Kurokawa dengan dagu menunjuk ke seorang pengawal, yang mengeluarkan sebotol air. Gadis lemah berambut merah muda itu menenggaknya seolah nyawanya bergantung padanya.

“Fiuh! Tapi si Akaboshi itu, biar kuberitahu! Kau bisa lebih memperingatkanku tentangnya! Kamu bilang dia punya busur, bukan... entah apa namanya! Itu langsung menembus isi perut Pesawat Escargot seperti... sambaran petir, atau semacamnya!”

“Hei, apa itu benar? Akaboshi berhasil menjatuhkan Pesawat Escargot dengan busur dan anak panah?” bisik pengawal di dekatnya saat Kurokawa mengelus jenggotnya dengan penuh ketertarikan.

"Tampaknya dia mencoba melarikan diri ke utara menuju biro," kata seorang pengawal. "Dia tidak akan pergi jauh."

“Aku tidak ingin Pasukan Sukarela sampai mengalahkan kita. Temukan duluan dan habisi dia. ” Saat Kurokawa bicara, dia tiba-tiba berhenti untuk berpikir, lalu melanjutkan. “Bagi jadi dua kelompok. Tujuh puluh persen dari kalian mencari di area sekitar kantor. Tiga puluh persen sisanya, cari di jalanan.”
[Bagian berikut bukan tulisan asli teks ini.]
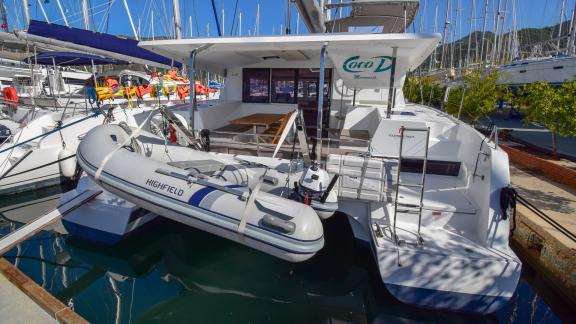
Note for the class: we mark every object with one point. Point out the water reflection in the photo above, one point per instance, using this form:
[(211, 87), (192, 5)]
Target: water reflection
[(172, 273)]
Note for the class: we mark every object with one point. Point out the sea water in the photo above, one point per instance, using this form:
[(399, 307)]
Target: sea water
[(171, 273)]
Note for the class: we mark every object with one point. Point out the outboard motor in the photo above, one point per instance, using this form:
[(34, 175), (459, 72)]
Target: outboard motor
[(315, 189), (5, 132)]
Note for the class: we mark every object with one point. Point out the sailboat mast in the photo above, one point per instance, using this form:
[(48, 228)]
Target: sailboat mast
[(484, 30), (130, 20), (470, 32), (191, 27), (3, 15), (572, 41), (257, 29), (288, 16), (41, 9), (223, 19), (152, 22), (177, 20), (445, 34), (434, 57), (501, 48), (26, 13), (85, 14), (560, 26), (496, 25)]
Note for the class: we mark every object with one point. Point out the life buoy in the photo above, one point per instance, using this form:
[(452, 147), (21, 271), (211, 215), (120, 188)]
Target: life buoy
[(10, 96), (173, 137), (508, 196)]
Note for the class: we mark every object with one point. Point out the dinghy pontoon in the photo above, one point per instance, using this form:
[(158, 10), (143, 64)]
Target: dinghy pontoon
[(274, 225)]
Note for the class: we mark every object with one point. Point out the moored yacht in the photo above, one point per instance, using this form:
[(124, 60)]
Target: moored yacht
[(422, 188)]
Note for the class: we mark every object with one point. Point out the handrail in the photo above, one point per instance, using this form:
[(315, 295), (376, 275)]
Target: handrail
[(50, 132)]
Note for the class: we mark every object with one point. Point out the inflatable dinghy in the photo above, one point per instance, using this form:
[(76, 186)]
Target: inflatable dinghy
[(278, 226)]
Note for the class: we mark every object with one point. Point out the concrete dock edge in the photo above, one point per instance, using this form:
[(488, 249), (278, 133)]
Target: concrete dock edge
[(55, 308), (546, 253)]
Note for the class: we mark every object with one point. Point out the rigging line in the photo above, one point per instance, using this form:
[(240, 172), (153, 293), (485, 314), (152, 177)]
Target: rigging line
[(216, 18), (105, 18), (196, 17)]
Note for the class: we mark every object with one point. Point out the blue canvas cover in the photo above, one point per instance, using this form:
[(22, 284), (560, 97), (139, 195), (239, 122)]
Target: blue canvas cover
[(106, 42), (69, 59)]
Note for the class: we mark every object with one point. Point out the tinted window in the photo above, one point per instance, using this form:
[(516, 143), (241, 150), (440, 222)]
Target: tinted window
[(284, 85), (256, 85)]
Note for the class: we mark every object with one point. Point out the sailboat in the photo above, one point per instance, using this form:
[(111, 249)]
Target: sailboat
[(555, 69)]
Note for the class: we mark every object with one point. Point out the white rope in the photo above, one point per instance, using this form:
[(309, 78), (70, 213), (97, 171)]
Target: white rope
[(248, 209), (135, 133)]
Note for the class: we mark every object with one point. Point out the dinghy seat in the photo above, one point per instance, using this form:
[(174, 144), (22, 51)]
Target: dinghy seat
[(201, 166)]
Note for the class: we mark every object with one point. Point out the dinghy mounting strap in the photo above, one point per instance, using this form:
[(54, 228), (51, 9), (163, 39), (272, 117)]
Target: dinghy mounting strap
[(248, 209), (194, 178)]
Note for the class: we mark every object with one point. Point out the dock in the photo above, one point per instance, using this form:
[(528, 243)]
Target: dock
[(21, 299), (24, 301), (544, 231)]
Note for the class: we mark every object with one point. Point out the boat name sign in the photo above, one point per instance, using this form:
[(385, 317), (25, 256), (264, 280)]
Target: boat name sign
[(369, 70), (375, 64), (165, 187)]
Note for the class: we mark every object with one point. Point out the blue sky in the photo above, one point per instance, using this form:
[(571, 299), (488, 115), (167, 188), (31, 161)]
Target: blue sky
[(535, 13)]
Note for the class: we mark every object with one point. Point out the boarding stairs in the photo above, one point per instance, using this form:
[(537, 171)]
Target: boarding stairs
[(410, 208)]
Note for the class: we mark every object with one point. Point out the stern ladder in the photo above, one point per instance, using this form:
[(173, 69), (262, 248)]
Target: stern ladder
[(411, 208)]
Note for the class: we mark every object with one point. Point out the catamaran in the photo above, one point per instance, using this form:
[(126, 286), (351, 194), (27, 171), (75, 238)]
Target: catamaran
[(420, 187)]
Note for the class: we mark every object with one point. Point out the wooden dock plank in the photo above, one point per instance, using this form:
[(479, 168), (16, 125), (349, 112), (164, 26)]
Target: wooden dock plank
[(28, 230)]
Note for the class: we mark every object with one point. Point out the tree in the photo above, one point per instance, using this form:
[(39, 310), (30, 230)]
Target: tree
[(553, 107), (481, 97), (423, 90)]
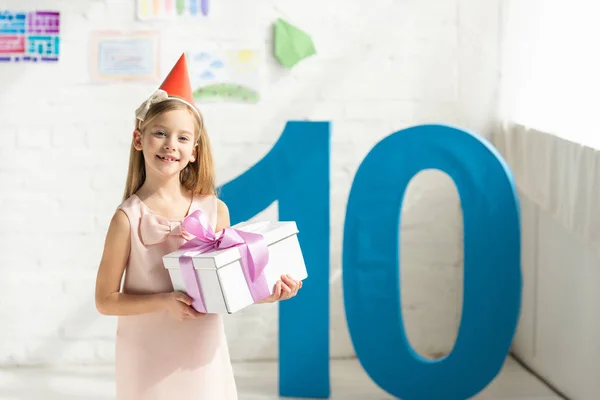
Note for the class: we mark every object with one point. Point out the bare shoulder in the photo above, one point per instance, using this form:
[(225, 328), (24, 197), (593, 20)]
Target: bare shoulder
[(119, 224), (222, 215)]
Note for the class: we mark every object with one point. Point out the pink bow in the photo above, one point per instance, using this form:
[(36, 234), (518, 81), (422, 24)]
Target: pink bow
[(254, 256), (155, 229)]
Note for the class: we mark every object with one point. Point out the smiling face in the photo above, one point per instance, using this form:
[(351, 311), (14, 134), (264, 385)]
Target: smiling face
[(168, 142)]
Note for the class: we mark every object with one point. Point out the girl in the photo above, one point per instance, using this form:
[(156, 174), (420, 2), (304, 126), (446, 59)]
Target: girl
[(164, 348)]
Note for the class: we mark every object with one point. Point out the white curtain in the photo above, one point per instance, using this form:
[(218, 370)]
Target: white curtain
[(551, 67)]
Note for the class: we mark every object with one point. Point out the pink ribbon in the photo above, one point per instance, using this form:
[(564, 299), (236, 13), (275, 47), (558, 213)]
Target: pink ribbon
[(254, 256)]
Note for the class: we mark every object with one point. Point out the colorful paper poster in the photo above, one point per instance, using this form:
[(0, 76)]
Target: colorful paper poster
[(29, 36), (162, 9), (225, 75), (118, 56)]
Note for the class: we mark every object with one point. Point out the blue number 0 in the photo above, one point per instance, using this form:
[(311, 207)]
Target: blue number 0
[(492, 275)]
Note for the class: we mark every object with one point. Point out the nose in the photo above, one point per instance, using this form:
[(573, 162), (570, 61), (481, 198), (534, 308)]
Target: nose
[(168, 144)]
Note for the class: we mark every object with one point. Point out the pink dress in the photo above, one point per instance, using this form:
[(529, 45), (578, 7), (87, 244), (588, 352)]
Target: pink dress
[(157, 356)]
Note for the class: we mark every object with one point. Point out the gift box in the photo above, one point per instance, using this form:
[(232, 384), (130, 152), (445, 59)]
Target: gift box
[(227, 271)]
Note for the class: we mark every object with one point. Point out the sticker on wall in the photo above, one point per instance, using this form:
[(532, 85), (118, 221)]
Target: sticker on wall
[(29, 36), (292, 45), (163, 9), (118, 56), (225, 75)]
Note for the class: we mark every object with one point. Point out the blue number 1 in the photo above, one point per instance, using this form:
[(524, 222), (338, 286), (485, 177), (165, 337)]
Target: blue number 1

"Ja-jalanan?" tanya salah satu dari mereka dengan gugup, tapi tatapan tajam Kurokawa membuatnya diam, dan dia membungkuk dengan tergesa-gesa dan bergegas ke atap seperti pemain akrobat, sebelum pergi mengejar jejak jamur.
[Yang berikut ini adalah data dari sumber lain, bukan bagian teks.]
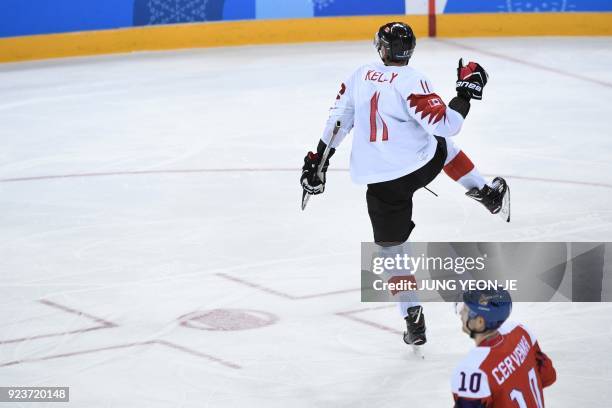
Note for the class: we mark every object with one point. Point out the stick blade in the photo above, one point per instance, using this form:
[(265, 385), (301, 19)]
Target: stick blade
[(305, 198), (504, 213)]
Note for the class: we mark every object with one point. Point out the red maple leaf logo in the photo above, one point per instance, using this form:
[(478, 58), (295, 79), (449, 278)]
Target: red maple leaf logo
[(430, 105)]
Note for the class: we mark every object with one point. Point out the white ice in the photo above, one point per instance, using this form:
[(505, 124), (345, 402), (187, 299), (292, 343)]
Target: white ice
[(181, 195)]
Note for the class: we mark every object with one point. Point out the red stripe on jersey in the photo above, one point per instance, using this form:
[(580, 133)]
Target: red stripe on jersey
[(459, 166), (430, 105)]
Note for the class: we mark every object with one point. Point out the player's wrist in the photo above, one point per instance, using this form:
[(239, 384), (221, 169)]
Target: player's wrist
[(460, 104)]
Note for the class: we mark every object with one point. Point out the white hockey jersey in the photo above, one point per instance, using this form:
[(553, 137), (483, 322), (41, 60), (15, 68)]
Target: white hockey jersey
[(394, 113)]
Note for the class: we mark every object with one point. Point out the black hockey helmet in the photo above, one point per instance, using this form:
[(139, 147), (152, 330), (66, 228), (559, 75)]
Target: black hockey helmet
[(395, 42)]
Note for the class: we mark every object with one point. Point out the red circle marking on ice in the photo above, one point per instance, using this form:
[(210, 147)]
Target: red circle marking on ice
[(227, 319)]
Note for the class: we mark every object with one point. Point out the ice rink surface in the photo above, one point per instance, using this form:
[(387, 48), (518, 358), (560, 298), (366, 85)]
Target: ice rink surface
[(154, 253)]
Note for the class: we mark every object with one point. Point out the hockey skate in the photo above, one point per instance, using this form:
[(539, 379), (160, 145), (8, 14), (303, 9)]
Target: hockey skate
[(496, 198), (415, 330)]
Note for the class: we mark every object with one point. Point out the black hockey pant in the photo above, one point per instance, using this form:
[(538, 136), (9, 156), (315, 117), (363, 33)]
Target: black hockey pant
[(390, 202)]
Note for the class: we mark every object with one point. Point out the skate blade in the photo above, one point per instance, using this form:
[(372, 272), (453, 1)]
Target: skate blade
[(504, 213), (419, 352)]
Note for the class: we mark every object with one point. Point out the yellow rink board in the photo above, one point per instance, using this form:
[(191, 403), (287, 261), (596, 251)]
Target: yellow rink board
[(220, 34)]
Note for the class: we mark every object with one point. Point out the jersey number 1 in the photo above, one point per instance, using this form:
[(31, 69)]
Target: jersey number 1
[(374, 115), (517, 396)]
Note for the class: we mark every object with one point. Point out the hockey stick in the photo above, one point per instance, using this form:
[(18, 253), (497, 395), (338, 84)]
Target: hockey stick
[(305, 195)]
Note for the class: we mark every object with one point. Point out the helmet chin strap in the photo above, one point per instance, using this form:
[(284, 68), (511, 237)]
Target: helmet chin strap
[(472, 332)]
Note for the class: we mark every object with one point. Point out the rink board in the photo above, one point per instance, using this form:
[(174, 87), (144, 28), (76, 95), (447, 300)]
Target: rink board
[(217, 34)]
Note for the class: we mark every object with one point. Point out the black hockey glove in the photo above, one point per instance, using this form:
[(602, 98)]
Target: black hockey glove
[(471, 80), (310, 181)]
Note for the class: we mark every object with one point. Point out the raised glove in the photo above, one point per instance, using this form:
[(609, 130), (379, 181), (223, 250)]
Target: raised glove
[(471, 80)]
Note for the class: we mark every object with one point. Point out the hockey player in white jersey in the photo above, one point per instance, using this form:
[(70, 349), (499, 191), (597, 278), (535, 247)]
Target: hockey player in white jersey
[(401, 143)]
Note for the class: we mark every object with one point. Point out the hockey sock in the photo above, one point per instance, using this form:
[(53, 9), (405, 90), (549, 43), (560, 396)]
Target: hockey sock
[(407, 298)]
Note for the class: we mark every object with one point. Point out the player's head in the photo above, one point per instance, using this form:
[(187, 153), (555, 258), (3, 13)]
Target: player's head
[(483, 311), (395, 43)]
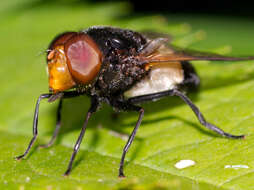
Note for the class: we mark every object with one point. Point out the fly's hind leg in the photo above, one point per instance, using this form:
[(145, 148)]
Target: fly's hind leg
[(194, 108)]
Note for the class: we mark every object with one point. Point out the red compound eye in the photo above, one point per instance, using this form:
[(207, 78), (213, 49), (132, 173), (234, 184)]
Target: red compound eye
[(84, 58)]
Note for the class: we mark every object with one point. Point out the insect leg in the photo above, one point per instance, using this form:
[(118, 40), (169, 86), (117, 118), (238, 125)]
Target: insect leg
[(194, 108), (92, 109), (35, 124), (58, 125), (202, 119), (131, 107)]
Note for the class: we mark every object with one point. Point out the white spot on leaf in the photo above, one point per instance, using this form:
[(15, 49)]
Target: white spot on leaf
[(236, 167), (184, 164)]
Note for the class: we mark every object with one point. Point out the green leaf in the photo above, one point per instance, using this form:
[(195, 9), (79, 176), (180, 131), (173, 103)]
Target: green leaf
[(169, 132)]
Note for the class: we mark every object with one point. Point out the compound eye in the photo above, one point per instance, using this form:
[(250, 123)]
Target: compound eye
[(83, 58), (59, 40)]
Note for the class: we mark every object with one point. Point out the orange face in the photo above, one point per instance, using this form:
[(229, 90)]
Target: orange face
[(60, 78), (74, 59)]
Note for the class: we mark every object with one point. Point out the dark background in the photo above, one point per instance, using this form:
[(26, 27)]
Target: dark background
[(231, 8)]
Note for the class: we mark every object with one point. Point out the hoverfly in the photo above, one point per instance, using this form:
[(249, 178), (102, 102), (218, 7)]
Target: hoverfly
[(122, 68)]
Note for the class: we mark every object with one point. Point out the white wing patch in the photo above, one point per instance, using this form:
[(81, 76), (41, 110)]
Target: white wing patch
[(162, 77)]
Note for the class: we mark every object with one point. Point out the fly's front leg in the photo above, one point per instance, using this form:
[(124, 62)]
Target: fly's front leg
[(194, 108), (36, 114), (58, 125), (35, 125)]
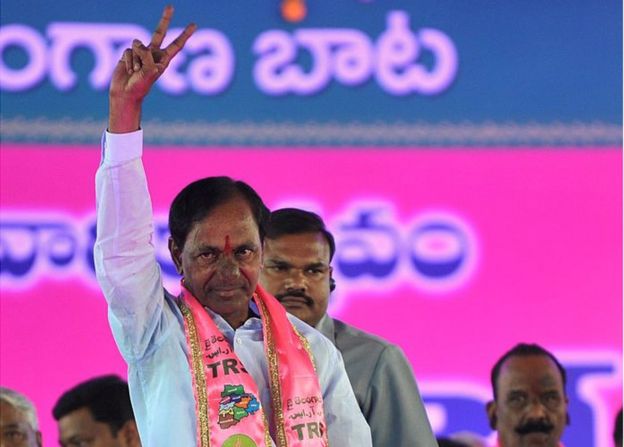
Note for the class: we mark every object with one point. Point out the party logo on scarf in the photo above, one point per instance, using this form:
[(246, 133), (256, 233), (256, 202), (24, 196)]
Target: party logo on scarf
[(235, 405)]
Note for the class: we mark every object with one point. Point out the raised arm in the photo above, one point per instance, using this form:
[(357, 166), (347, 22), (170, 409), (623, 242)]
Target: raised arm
[(125, 260), (136, 72)]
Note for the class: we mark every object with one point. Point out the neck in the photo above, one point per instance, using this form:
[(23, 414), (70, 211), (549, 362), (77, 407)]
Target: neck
[(238, 319)]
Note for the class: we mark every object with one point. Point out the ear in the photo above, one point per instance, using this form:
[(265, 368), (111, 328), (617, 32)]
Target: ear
[(176, 255), (129, 434), (490, 409), (332, 281)]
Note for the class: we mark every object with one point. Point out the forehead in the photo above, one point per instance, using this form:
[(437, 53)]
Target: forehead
[(232, 218), (11, 415), (77, 420), (529, 372), (302, 247)]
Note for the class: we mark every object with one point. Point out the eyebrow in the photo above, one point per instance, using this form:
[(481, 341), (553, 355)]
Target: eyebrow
[(247, 244)]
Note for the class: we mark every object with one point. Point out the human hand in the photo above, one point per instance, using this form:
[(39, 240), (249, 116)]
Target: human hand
[(136, 72)]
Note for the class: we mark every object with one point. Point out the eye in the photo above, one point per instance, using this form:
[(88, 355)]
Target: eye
[(516, 399), (551, 399), (278, 268), (244, 253), (314, 271), (207, 256)]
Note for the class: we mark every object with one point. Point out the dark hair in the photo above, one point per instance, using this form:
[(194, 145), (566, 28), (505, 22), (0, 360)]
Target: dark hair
[(447, 442), (617, 429), (524, 350), (296, 221), (199, 198), (106, 397)]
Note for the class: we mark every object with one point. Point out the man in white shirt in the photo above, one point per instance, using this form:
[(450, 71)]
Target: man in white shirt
[(217, 230)]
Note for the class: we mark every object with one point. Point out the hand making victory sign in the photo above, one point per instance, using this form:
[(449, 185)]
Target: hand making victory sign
[(137, 71)]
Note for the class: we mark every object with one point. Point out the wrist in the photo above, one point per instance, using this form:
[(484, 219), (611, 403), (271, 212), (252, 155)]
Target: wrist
[(124, 115)]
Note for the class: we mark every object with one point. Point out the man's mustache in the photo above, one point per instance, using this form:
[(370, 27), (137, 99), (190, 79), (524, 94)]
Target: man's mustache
[(535, 427), (295, 293)]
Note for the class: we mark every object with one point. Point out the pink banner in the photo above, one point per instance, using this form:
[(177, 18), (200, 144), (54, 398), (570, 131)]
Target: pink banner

“Erm... Tuan Kurokawa? Bagaimana dengan pesawatku? Itu lumayan mahal, kau tahu...”

"Tentu saja, sayang. Aku akan menambahkannya ke pembayaran asuransi jiwamu.” Kurokawa mengambil pistol dari saku dalamnya dan menyerahkannya padanya. “Untuk saat ini, ambil ini dan bergabunglah dengan yang lain mencari di jalanan. Mereka totalnya berjumlah dua puluhan orang.”

"Hah? Apaaaa?! Maksudmu, seperti, melawan Akaboshi sendiri? Dengan benda kecil ini?”
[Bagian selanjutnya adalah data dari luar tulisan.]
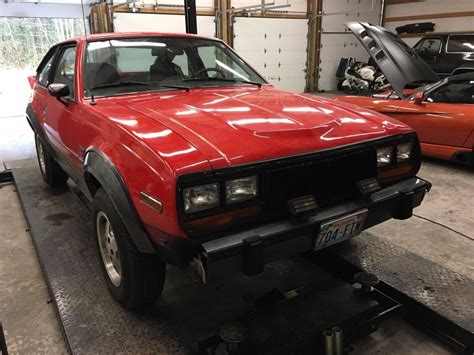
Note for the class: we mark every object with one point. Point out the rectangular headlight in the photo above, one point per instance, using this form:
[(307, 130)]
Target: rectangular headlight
[(242, 189), (384, 156), (200, 198), (404, 151)]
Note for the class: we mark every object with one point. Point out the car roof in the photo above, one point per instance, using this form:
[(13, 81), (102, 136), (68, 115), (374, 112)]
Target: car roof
[(114, 35)]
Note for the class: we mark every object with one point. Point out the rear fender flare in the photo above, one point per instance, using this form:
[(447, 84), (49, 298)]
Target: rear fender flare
[(99, 166)]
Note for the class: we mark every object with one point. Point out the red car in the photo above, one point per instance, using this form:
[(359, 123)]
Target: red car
[(442, 113), (191, 158)]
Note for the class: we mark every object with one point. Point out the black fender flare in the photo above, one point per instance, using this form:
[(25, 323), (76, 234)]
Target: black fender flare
[(100, 167)]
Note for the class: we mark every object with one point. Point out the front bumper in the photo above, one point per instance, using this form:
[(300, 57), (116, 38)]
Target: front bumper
[(250, 250)]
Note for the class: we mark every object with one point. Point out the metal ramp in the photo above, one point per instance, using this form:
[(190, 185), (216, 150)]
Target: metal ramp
[(188, 316)]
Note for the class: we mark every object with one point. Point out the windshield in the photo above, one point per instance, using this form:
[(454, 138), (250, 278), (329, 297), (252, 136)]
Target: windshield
[(121, 66)]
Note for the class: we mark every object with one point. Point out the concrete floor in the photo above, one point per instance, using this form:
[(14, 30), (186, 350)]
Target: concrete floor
[(441, 231)]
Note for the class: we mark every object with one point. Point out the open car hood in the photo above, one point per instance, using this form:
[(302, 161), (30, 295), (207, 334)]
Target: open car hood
[(397, 61)]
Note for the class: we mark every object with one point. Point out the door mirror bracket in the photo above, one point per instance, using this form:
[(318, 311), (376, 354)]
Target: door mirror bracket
[(418, 98), (59, 91)]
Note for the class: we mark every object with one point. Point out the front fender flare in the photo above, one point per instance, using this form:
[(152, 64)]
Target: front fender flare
[(97, 164)]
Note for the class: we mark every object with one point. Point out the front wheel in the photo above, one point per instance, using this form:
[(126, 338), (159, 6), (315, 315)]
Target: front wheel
[(51, 172), (133, 279)]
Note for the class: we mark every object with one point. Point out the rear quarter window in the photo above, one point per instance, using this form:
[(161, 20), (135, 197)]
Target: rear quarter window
[(461, 44)]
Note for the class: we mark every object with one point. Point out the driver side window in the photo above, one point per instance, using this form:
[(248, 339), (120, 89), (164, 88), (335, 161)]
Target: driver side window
[(65, 68), (458, 92)]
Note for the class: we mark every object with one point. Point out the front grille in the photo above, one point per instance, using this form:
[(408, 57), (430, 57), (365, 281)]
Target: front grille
[(330, 181)]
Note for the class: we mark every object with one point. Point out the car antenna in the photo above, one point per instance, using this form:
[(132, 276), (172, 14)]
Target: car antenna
[(92, 102)]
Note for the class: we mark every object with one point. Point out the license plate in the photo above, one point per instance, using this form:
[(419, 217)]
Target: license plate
[(340, 229)]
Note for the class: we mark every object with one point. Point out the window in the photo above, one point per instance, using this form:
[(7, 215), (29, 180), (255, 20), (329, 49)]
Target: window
[(430, 45), (458, 92), (64, 71), (134, 60), (44, 72), (461, 44), (162, 63)]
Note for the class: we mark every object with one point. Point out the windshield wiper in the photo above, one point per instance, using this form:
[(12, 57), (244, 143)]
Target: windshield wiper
[(121, 83), (225, 79), (141, 83)]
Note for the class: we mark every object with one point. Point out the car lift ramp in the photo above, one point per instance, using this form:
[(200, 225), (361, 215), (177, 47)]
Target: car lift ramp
[(283, 310)]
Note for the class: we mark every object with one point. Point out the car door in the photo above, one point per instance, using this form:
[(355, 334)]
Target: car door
[(61, 116), (40, 91), (444, 117), (459, 52), (429, 49)]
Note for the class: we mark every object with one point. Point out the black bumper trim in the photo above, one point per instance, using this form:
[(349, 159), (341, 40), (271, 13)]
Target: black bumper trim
[(290, 237)]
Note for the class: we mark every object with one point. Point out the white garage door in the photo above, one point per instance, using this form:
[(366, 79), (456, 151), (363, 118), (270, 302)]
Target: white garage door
[(134, 22), (336, 43), (276, 48)]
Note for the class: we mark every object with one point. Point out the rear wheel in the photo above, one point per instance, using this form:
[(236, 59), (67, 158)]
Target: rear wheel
[(52, 173), (133, 279)]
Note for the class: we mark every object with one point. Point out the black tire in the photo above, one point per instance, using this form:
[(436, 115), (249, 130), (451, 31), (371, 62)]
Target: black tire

“Ingat siapa yang membayar gajimu, sayang. Tentu saja, jika Kau tidak mau, aku selalu bisa membuatmu digantung karena melanggar kontrak. Mana yang lebih kamu suka?"

“Bedebah licik...!” gumam gadis ubur-ubur itu, menggigit bibirnya, sebelum mendorong dirinya sendiri dan berlari keluar dari gang. Beberapa pengawal berkepala kelinci mengikutinya, membuat pejalan kaki mengikuti mereka.

(gadis ubur-ubur; gadis yang terlihat lemah)

“Aku harus berbicara dengan Markas Pusat tentang proses perekrutan mereka...,” kata Kurokawa, mengangkat bahu. “Well, kemana anak kesayanganku pergi?”

Tapi Milo berhasil lolos dari Kurokawa dan melarikan diri ke kerumunan orang tanpa diketahui. Sebelum pergi, dia melihat ke belakang untuk terakhir kalinya, hanya untuk dengan cepat menarik dirinya ke samping saat tatapan seperti laser Kurokawa menyapu ke arahnya. Kemudian dia berlari sampai ke ujung jalan dan menghilang di tikungan.

"Haruskah kita mengejarnya, Gubernur?" tanya seorang pengawal.

"Hmm, tidak, kurasa tidak perlu," kata Kurokawa. “Aku hanya bersenang-senang dengannya hari ini. Tapi maksudku, sungguh, sekarang. Lihat semua ini...”

Dia berbalik untuk menatap reruntuhan bioskop favoritnya, atapnya dipenuhi jamur, dan tertawa terbahak-bahak.

“Kamu benar-benar melakukannya sekarang, Akaboshi. Aku menantikan maraton Star Wars besok.”

“Apakah itu film sci-fi, Pak?”

Kurokawa bahkan tidak melirik pengawal yang mencoba menghiburnya dengan obrolan ringan. "Yah, tidak masalah," katanya, menyesuaikan topi dan berjalan pergi. “Sepertinya aku akan cukup sibuk dengan pekerjaan kedepannya.”